The client was experiencing operational capacity constraints and quality issues, and was looking to turn around their food production operations. The organization had grown tenfold in only 5 years due to a significant increase in sales. Production requirements were increasing due to the rising sales and initial assessments revealed that production facilities were operating at 20% over capacity. TPG was brought in to serve as an interim director of operations and conduct a comprehensive review on all areas of food production, including forecasting, purchasing, production, and packaging to identify additional capacity and cost savings in their operations.
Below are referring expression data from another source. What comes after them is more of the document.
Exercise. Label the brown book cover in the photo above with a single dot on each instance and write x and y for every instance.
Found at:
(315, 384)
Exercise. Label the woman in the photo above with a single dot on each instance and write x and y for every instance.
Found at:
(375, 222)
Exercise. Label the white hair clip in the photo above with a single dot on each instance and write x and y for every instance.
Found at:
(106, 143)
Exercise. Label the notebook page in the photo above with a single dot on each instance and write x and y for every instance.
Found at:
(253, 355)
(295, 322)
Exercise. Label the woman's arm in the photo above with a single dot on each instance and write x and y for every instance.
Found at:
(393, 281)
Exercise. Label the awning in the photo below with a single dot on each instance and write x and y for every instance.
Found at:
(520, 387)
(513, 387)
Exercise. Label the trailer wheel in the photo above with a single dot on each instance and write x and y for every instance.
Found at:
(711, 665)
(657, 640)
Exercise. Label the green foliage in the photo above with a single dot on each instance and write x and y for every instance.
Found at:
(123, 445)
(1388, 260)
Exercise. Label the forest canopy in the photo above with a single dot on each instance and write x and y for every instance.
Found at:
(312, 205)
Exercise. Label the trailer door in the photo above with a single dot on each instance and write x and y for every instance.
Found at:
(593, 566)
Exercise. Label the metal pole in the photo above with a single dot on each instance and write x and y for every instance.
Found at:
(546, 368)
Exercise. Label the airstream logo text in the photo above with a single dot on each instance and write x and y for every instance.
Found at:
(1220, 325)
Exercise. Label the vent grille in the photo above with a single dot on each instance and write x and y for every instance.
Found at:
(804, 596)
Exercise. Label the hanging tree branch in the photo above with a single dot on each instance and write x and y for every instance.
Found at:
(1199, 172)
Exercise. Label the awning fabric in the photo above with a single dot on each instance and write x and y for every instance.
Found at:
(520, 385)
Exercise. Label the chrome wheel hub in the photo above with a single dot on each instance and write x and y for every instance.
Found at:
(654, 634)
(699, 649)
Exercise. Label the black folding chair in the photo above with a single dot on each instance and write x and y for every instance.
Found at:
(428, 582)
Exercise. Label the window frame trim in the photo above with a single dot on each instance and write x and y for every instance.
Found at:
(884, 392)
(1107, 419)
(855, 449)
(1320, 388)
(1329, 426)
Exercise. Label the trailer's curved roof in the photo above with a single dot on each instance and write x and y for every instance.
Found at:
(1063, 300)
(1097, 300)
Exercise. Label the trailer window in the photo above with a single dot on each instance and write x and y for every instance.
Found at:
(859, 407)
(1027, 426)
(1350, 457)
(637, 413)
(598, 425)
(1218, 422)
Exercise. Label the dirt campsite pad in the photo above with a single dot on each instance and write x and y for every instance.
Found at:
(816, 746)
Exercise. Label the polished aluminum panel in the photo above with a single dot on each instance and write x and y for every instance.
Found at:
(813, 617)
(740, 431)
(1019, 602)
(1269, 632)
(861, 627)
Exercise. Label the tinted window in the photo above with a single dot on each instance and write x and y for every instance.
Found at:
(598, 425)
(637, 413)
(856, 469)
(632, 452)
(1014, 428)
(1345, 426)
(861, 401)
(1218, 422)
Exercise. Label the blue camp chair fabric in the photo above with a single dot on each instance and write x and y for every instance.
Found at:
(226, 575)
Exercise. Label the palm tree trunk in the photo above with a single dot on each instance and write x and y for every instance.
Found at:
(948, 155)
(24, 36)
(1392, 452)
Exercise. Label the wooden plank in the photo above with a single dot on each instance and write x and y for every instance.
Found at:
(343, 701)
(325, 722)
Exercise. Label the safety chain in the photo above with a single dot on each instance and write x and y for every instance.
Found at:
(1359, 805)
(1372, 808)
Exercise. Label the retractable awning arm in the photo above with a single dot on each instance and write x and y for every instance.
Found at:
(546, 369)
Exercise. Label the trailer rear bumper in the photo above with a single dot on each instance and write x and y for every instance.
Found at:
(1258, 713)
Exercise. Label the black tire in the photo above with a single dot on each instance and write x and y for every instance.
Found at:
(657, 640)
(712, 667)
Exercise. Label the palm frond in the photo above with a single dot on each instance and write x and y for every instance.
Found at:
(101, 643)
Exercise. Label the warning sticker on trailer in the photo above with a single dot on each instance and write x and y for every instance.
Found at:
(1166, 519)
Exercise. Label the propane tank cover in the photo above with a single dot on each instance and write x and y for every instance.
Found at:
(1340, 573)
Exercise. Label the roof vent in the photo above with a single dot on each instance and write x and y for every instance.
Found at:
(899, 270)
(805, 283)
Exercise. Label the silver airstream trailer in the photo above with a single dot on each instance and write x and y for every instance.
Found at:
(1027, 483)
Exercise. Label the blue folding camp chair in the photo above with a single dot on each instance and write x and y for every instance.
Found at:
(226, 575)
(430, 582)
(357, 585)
- Developed and completed a portfolio of Lean projects that increased capacity and balanced product lines
- Performed a full standard work analysis on all production activities to create a standard level agreement for performance management
- Created an automated KPI dashboard to allow for effective visual management
- Developed an operational infrastructure that helped the operation facilities support an additional $12MM in production
- Supported the Microsoft Dynamics GP ERP solution implementation and Ascentis HR ERP
- Centralized all process documentation into an integrated document and process management system
Initially, production was operating at $42M and 20% over capacity. After the turnaround project, TPG brought production to $55M in January 2015 with forecasts trending to $75M by the end of the year. Additionally, TPG identified and realized over $2M in cost reductions and created 23% additional capacity across all 3 facilities. Finally, TPG hired a full-time director of operations and transitioned all activities to the client, ensuring sustainable results.